The NYSE TICK Index is a real-time market breadth indicator that measures the net number of NYSE-listed stocks trading on an uptick versus a downtick, used by day-traders to gauge intraday conviction.

The NYSE TICK is a real-time market breadth indicator that tracks the net number of NYSE-listed stocks trading on an uptick versus a downtick. It oscillates around zero, ranges from roughly -1,500 to +1,500 during the regular session, and serves as a high-frequency pulse-check on intraday market conviction. Day-traders read the TICK to confirm that an index move has broad participation rather than being driven by a handful of mega-caps.

How the NYSE TICK Is Calculated

The formula is deterministic and updates every few seconds throughout the session:

TICK = (number of NYSE stocks whose last trade was higher than the prior trade) − (number of NYSE stocks whose last trade was lower than the prior trade)

Stocks trading at the same price as the previous print are excluded. The universe covers roughly 2,800 NYSE common stocks, ETFs, and ADRs. Cboe publishes the values under the symbol $TICK. Related symbols include $TIKI (Dow 30 only) and $TICKQ (Nasdaq-100), though both have far less following.
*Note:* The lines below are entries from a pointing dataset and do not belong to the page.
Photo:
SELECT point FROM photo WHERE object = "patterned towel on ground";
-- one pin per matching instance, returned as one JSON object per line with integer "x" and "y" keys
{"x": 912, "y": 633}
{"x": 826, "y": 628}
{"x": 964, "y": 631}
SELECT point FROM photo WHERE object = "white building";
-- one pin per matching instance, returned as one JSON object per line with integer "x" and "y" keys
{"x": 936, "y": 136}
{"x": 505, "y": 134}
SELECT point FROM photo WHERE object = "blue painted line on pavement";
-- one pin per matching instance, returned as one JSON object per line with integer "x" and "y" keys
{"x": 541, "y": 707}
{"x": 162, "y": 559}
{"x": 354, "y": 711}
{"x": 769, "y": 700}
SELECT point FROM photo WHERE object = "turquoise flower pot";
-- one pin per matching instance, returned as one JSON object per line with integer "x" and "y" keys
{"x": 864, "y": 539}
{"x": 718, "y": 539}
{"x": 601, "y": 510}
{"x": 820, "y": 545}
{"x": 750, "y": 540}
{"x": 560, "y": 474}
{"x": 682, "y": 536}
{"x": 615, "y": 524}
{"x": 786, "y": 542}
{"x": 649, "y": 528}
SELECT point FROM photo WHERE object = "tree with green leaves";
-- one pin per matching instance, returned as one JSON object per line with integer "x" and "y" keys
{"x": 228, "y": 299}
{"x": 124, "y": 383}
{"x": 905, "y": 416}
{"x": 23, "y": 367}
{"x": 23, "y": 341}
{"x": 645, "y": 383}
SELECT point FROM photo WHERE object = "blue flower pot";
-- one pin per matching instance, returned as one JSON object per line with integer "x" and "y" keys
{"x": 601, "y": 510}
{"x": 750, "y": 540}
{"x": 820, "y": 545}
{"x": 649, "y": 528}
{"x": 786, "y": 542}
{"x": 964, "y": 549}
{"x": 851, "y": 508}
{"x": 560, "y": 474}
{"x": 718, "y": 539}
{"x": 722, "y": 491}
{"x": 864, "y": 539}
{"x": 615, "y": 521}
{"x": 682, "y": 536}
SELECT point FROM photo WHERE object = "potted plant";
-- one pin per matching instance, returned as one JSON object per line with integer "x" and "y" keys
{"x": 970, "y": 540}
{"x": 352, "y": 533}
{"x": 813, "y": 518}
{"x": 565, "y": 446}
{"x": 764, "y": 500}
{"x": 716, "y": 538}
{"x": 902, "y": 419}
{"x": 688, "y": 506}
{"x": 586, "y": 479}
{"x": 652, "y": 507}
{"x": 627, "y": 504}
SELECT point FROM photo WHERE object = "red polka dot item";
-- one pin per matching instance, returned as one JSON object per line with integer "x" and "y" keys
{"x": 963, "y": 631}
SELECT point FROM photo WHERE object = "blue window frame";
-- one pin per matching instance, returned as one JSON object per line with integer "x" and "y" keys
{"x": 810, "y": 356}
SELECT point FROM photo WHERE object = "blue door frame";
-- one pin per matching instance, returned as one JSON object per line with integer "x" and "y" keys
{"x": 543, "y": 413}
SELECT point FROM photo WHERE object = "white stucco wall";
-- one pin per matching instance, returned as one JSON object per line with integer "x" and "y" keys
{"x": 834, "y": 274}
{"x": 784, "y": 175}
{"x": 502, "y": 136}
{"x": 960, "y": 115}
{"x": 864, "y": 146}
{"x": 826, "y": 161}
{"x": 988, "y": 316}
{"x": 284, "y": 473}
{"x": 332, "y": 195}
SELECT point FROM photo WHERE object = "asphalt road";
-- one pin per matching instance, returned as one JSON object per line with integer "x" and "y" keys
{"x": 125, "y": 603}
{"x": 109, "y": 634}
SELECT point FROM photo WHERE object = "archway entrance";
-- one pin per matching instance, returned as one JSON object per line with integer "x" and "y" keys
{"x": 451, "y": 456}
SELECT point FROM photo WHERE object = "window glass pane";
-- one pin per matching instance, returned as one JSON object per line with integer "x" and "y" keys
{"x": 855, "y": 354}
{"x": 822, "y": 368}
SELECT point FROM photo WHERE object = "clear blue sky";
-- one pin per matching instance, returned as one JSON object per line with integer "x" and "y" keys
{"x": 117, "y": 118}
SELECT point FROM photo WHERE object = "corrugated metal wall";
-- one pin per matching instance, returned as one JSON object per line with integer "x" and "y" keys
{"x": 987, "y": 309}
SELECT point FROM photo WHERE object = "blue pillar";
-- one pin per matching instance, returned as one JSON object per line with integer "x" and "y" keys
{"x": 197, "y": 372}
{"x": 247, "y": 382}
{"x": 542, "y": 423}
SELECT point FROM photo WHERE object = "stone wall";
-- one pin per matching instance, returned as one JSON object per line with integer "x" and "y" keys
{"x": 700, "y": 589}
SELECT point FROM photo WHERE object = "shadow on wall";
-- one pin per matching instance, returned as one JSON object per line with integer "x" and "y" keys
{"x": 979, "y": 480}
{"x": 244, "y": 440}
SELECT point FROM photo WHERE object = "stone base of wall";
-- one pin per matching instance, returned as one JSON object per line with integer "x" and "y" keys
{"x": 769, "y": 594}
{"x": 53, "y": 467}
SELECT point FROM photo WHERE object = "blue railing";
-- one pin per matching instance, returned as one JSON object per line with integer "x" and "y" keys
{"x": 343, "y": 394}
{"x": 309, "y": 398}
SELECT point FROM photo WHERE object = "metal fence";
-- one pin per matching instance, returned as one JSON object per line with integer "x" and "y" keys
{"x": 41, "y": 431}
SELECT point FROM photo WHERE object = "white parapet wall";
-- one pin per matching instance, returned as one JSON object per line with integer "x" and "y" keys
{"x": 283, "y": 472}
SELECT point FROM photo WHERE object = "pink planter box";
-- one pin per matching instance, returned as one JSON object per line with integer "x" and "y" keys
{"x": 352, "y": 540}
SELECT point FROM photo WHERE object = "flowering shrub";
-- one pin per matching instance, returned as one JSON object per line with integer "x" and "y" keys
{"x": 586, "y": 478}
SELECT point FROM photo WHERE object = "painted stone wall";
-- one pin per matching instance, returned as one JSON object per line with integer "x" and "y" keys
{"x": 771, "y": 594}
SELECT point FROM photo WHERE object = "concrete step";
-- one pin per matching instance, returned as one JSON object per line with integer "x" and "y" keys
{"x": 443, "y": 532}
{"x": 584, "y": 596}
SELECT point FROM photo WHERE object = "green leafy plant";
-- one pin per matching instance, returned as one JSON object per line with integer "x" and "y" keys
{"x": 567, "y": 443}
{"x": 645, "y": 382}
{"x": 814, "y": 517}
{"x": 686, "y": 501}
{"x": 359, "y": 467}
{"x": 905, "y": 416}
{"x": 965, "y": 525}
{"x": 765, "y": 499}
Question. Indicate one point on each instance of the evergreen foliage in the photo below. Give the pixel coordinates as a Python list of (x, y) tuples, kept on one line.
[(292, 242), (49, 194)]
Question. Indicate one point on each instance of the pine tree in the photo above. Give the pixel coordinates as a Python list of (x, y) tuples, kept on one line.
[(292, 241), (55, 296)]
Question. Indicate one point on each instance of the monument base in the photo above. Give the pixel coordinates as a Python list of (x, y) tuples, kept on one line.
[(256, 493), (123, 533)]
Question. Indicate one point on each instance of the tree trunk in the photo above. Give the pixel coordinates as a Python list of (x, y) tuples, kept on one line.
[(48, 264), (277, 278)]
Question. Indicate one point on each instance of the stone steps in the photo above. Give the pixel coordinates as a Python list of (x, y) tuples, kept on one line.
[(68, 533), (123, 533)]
Conventional thresholds: readings above +1,000 indicate a buying breadth thrust, below -1,000 a selling thrust. Sustained extremes — multiple +1,200 prints inside an hour — read as institutional program buying. Single spikes followed by reversal are treated as exhaustion signals.

Worked Example

On 2025-08-05, SPY opened down 1.4% after a weak jobs print. By 10:15 ET, the TICK printed -1,287, well past the -1,000 threshold. Over the next 90 minutes the TICK reset toward neutral, with no follow-through below -800. By 1:30 ET the TICK printed +987 on an SPY rally back through VWAP. The early -1,287 marked a session low that held for the rest of the day — a textbook negative TICK extreme acting as a short-term capitulation marker.

When Traders Use the TICK

Scalpers and futures day-traders (ES, NQ, YM) watch the TICK for:

  • Trend confirmation — sustained readings in one direction (a half-hour of +600 to +900 prints) validate a directional move
  • Divergence — index makes a new high but TICK fails to exceed its earlier high, signaling deteriorating breadth
  • Reversal signals — extreme prints above ±1,200 mark short-term exhaustion, often setting up fade trades
  • Open-range reads — the first 15-minute TICK profile reveals whether buyers or sellers control the morning

Algorithmic desks use rolling 5- or 30-minute averages of TICK to filter chop from trend.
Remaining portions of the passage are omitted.